The Richest Man in Babylon is a fascinating book by Clason George written in 1926.
The beauty of this book is that the financial discipline explained almost a hundred years ago still apply to this day and age.
I have always tried to become better at managing the finances both in personal and business life. Have read a few books such as Rich Dad Poor Dad, but this is the first book in this category that touches both the personal and business side of financial discipline.
The most important lesson I have learnt (based on my interpretation) is:
- Spend only 7/10th of whatever you earn
- Always save 1/10th of whatever you earn – this is for the future you
- With the remaining 2/10th, either pay off any debts that you may have or add it to the savings for the future you.
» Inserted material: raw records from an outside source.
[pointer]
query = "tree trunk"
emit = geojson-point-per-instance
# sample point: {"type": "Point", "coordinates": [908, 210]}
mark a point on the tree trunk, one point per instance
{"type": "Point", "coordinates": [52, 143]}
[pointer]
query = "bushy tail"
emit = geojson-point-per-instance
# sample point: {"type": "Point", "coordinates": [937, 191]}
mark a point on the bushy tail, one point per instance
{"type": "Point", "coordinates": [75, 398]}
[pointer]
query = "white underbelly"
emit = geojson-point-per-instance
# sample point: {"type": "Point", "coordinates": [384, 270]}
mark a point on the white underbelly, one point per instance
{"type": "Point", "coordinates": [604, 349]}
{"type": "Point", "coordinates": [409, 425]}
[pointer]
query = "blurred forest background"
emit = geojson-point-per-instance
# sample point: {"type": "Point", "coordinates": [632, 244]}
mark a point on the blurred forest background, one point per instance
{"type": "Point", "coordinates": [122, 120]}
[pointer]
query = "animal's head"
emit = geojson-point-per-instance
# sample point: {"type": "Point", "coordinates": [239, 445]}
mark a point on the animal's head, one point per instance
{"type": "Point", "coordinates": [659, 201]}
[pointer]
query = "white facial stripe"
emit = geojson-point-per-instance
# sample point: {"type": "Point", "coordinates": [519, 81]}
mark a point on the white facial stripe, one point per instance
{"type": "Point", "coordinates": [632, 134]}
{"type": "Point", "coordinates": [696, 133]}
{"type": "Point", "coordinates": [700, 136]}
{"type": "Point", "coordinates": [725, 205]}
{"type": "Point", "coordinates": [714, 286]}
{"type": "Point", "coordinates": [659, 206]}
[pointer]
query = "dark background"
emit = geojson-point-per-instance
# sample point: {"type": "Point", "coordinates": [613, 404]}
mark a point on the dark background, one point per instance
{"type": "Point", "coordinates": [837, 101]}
The story is about the richest man in Babylon and how his experiences have life lessons in financial discipline for many of us.
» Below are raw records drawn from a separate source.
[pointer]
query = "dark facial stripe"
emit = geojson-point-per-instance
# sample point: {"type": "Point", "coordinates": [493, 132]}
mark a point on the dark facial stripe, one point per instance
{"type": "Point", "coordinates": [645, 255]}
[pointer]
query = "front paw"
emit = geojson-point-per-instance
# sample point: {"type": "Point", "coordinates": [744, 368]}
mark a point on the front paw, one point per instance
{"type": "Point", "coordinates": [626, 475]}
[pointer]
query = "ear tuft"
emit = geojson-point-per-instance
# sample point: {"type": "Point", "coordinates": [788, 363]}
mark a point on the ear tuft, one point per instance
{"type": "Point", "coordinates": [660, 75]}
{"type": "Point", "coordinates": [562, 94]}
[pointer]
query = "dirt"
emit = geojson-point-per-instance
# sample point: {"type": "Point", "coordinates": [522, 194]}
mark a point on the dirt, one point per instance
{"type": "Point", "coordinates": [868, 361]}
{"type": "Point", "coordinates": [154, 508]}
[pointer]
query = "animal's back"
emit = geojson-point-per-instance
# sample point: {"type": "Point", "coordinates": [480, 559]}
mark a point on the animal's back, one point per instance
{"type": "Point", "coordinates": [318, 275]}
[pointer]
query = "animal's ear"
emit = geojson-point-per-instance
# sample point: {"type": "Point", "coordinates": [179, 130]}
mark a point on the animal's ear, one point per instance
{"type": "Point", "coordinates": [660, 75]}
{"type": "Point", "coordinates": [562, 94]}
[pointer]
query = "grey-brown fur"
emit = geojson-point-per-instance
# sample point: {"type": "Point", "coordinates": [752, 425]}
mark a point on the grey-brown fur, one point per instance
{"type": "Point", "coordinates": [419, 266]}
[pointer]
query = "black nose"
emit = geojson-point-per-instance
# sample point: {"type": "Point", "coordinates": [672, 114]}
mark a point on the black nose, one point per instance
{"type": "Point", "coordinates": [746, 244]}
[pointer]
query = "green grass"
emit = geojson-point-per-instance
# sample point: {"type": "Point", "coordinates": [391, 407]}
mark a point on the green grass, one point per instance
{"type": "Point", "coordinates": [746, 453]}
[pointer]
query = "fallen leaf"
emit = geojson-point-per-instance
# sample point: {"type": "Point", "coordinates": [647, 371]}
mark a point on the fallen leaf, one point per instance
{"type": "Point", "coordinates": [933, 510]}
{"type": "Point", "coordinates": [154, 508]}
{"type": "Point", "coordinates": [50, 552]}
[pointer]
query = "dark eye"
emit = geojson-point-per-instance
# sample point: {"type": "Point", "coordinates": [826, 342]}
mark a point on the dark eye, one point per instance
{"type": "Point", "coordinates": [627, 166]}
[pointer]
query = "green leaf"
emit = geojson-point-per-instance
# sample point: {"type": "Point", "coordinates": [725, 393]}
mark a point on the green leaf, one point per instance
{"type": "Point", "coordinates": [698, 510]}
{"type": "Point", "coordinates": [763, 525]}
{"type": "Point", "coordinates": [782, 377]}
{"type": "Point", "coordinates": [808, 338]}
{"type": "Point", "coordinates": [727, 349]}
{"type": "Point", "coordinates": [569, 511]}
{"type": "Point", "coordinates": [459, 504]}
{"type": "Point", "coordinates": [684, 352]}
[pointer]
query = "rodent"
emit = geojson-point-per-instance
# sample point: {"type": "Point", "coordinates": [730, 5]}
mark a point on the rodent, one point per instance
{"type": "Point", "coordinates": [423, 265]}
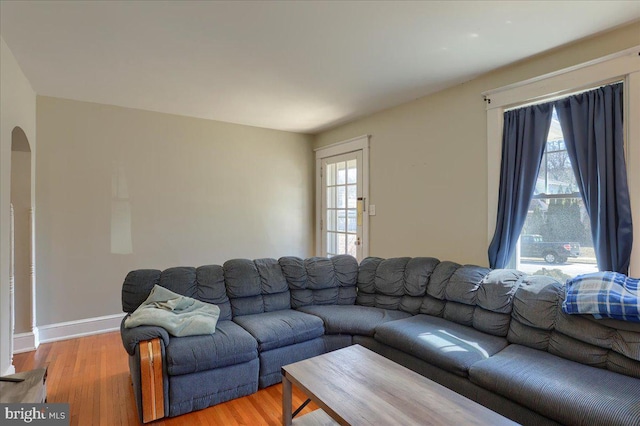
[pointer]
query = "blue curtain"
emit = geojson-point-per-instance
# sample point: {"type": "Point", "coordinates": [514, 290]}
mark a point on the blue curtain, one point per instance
{"type": "Point", "coordinates": [523, 140]}
{"type": "Point", "coordinates": [593, 133]}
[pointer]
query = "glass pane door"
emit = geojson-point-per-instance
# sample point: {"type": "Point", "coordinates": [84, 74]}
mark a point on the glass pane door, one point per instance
{"type": "Point", "coordinates": [342, 205]}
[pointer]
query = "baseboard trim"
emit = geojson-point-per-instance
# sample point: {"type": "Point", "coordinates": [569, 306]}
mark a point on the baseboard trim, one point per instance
{"type": "Point", "coordinates": [25, 342]}
{"type": "Point", "coordinates": [79, 328]}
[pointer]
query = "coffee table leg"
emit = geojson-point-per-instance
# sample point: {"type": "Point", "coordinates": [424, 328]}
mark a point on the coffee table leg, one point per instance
{"type": "Point", "coordinates": [286, 401]}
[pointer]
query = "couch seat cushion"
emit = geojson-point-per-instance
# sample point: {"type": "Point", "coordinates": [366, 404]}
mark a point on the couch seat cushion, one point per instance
{"type": "Point", "coordinates": [445, 344]}
{"type": "Point", "coordinates": [281, 328]}
{"type": "Point", "coordinates": [565, 391]}
{"type": "Point", "coordinates": [229, 345]}
{"type": "Point", "coordinates": [353, 319]}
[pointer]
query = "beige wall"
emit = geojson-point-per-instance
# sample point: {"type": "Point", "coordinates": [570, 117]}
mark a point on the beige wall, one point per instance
{"type": "Point", "coordinates": [120, 189]}
{"type": "Point", "coordinates": [21, 201]}
{"type": "Point", "coordinates": [429, 159]}
{"type": "Point", "coordinates": [17, 108]}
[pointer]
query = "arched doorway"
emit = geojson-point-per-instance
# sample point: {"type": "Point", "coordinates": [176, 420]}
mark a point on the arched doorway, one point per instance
{"type": "Point", "coordinates": [22, 267]}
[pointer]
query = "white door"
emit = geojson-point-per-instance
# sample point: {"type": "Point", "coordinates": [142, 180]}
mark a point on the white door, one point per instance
{"type": "Point", "coordinates": [343, 205]}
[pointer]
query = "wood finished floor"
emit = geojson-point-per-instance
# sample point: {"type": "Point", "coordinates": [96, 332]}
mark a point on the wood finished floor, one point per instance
{"type": "Point", "coordinates": [92, 375]}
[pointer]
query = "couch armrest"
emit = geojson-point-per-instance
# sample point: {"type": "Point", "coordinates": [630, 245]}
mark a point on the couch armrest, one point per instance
{"type": "Point", "coordinates": [131, 337]}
As you read along, one cannot help noticing that there are some gems hidden in the chapters in this book.
One of them is this: “Necessary expenses will always grow to equal our incomes unless we protest to the contrary. Budget thy expenses accordingly.”
It is so true. I have noticed that no matter how much more money you make, our necessary expenses will find a way to match that!
Another one is: “Make thy gold multiply”.
It simply means that the money you have saved might not offer you the best returns if it sits idle in your bank account or at home. It makes sense to invest it into meaningful assets such as real estate, buying stocks or gold or something that you believe in, which will give better returns than just keeping it in your bank account.
Was pleasantly surprised to see the importance of upgrading your skills all the time. The author says:
“Cultivate thy own powers, to study and become wiser, to become more skilful, to so act as to respect thyself.”
As you can see, every single recommendation appears to be time-tested and proven to work every single time.
Highly recommend reading this book to increase financial literacy.